At its core, a wave is a disturbance that transmits energy. A single disturbance is a pulse, while a series of periodic pulses is a wave.

Modelling their motion

Waves travel in sinusoidal motion, meaning they can be expressed by cosine.

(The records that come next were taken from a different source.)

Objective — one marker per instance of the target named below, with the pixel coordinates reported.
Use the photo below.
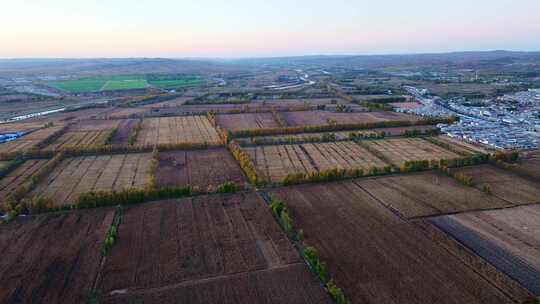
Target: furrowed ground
(427, 194)
(508, 239)
(277, 161)
(319, 118)
(19, 176)
(374, 255)
(29, 141)
(177, 130)
(234, 122)
(52, 258)
(504, 184)
(198, 168)
(74, 176)
(400, 150)
(209, 249)
(83, 135)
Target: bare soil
(200, 248)
(377, 257)
(508, 239)
(427, 194)
(201, 168)
(52, 258)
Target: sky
(253, 28)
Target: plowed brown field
(428, 193)
(319, 118)
(52, 258)
(277, 161)
(505, 184)
(234, 122)
(202, 248)
(177, 130)
(377, 257)
(508, 239)
(74, 176)
(401, 150)
(29, 141)
(198, 168)
(19, 176)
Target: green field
(124, 82)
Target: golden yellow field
(74, 176)
(177, 130)
(275, 162)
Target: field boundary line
(140, 291)
(473, 253)
(423, 217)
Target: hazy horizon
(253, 29)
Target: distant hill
(103, 66)
(92, 67)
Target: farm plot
(276, 162)
(504, 184)
(42, 261)
(124, 113)
(289, 285)
(401, 150)
(204, 248)
(125, 129)
(377, 257)
(29, 141)
(198, 168)
(95, 125)
(19, 176)
(235, 122)
(341, 135)
(79, 140)
(177, 130)
(319, 118)
(427, 194)
(509, 239)
(74, 176)
(3, 164)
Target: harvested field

This is because waves cause particles to move in the opposite direction to which they are accelerating, $$ \Delta x \propto -a$$

Defining Variables

$$\omega \text{ is the speed of the wave in } \frac{rad}{s}$$ $$x_0 \text{ is the initial displacement and amplitude in } m$$ $$k \text{ is the spring constant in } \frac{N}{m}$$ $$T \text{ is the time between the period of the wave}$$ $$f \text{ is the frequency between time intervals } T \text{ in Hertz (Hz)}$$

Deriving Formulas

$$\Delta x = x_0 \cos (\omega t)$$ $$\omega = 2 \pi f$$ $${\omega}^2 = \frac{k}{m}$$ $$T = \frac{1}{f} \rightarrow f = \frac{1}{T}$$

Further understanding

Applying calculus to the previous equations as well as prior concepts such as energy, we can derive a whole lot more functions to model the nature of waves.

$$a = -{\omega}^2x$$ $$a_{max} = -{\omega}x_0$$ $$v_{max} = \omega x_0$$

$$v(t) = -x_0 \omega \sin (\omega t)$$ $$a(t) = x_0 \cos (\omega t)$$ $$KE(t) = \frac{1}{2}mx_0^2 {\omega}^2 \sin (\omega t)$$ $${PE}_{elastic}(t) = \frac{1}{2}kx_0^2 {\cos}^2 (\omega t)$$